A wasteland of frigid ice and bare ruin stretched in every direction as the pinnace set down. Joined by a trio of guards, Kye ventured forth into the flash-frozen landscape, their suit helpfully notifying them the surface temperature was nearly absolute zero.
“Comms quiet,” one of the guards muttered, flipping through the bands. “Just the beacon signal. About four hundred meters that way, and down.”
He pointed, singling out a shelter half-buried in ice. It looked surprisingly airtight, a blessing.
“I want that airlock open.” Kye said suddenly. “Get whoever is in there aboard the pinnace, I don’t care how.”
It turned out, as contact was established, to be a small gathering of colonial militia and civilians – around a hundred strong, survivors of the cataclysmic event that had struck Banne. Luckily, they possessed a number of exposure suits – and soon enough the first loads of rescues were being ferried into orbit.
Kye, though, had a different interest.
“Tell me of the ship,” They were saying, speaking to the captain of the guard, Anton Hull. “Did they land here? Who were they?”
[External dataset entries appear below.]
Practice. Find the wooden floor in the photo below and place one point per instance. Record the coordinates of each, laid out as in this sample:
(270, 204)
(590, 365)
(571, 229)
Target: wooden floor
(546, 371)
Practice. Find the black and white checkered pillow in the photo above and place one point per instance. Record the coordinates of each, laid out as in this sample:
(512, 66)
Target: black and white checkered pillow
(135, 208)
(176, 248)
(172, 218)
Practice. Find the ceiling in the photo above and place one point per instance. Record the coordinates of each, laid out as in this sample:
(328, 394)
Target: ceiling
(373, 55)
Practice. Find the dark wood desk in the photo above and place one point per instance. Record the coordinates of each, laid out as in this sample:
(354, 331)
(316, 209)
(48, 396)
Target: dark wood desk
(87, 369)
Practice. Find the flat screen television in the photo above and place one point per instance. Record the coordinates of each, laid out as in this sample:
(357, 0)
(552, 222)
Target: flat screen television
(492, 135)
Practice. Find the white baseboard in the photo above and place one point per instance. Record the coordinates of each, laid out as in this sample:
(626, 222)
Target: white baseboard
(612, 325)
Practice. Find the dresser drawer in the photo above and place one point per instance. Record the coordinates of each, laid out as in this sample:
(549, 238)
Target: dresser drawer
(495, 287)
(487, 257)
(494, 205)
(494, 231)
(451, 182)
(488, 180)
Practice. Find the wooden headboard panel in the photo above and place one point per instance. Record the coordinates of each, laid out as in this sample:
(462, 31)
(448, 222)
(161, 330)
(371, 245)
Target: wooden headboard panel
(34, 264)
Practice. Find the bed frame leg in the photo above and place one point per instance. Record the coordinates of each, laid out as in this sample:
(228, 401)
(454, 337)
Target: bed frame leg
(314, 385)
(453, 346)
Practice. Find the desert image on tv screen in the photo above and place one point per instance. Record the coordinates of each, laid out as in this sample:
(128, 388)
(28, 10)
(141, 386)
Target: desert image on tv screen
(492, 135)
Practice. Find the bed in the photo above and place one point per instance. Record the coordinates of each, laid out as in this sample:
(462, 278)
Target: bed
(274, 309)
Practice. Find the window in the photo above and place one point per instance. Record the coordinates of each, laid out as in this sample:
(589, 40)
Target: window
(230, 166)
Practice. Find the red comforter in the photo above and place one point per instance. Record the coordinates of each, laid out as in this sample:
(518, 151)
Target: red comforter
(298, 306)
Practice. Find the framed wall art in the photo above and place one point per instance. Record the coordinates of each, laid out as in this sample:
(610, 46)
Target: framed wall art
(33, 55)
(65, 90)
“I know little of their actions, Lord Celan,” The guard sighed, salt and pepper hair falling over his face. “I was simply warned by the orbital command office that strange vessels had slipped in beneath the command and control altitude and began destroying communication satellites. Next thing we knew that behemoth had hit Banne, and there was little we could do but grab who we could.”
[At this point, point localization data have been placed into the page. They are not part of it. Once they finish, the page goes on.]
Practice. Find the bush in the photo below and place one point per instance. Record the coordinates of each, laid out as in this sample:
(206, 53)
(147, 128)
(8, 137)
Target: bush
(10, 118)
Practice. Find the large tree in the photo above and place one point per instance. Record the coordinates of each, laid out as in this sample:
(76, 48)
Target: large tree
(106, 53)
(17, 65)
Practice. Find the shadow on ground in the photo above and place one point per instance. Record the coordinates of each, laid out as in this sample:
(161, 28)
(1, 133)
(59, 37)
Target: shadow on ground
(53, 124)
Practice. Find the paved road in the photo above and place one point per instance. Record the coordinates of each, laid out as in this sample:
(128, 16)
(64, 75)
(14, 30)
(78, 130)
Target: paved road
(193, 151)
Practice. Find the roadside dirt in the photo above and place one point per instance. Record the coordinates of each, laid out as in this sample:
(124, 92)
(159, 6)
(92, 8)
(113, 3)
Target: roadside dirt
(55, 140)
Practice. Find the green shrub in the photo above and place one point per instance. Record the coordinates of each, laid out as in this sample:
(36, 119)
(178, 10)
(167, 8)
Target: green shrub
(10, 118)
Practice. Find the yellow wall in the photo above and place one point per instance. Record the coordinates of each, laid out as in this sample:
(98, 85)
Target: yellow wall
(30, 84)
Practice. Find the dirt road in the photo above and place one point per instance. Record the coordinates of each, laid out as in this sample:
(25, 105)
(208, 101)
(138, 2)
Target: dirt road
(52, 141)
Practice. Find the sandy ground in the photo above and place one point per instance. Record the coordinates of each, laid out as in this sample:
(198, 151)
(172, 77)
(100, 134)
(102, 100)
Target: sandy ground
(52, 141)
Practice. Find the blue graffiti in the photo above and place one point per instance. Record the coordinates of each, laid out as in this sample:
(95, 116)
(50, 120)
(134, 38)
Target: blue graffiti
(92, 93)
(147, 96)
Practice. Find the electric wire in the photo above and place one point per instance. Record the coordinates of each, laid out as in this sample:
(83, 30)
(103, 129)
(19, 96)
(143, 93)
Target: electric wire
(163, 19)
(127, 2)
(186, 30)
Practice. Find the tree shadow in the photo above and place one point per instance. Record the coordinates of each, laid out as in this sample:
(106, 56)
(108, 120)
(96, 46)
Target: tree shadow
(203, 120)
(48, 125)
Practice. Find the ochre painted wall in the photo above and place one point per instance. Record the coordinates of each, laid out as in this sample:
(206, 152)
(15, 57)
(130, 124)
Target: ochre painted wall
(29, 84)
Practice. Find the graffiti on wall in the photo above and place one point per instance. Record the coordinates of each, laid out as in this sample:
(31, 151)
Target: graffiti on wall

“Did you see it fire? What happened?”
“It blackened the sky. It was hard to… to observe. Difficult to explain.”
“Please attempt to do so, for our sake. We intend to stop it.”
“Stop it? Are you mad?”
“Quite. But that’s beside the point.”
The guard sighed. “It reminded me of a transition point, only… larger. If I’d have to wager, it’s pulling on the Tides – but I’m no scientist, and my opinion’s as good as dust, there.”
Kye nodded, as if placated. “I see. Thank you for the information, and I personally assure you your people will be welcomed aboard my vessel.”
With that, they bowed, and turned away.
Their thoughts were whirling. A weapon that drew upon the Tides for energy? The star’s readings had more or less revealed it was a resonance weapon of some description, and now they had the source of the energy used – but… how? A relic from the Collaborate? Older?
Who were the mysterious escorts?
The thoughts followed them back to their ship, and further still – even as the Reforged Guard scattered across the Eventide League, seeking repaid favors and interested parties, Kye sat in their study, watching the stars.
They felt as if they had half of the puzzle – this was clearly tied to the Director, somehow. But how?
It stayed with them into the night, just out of reach.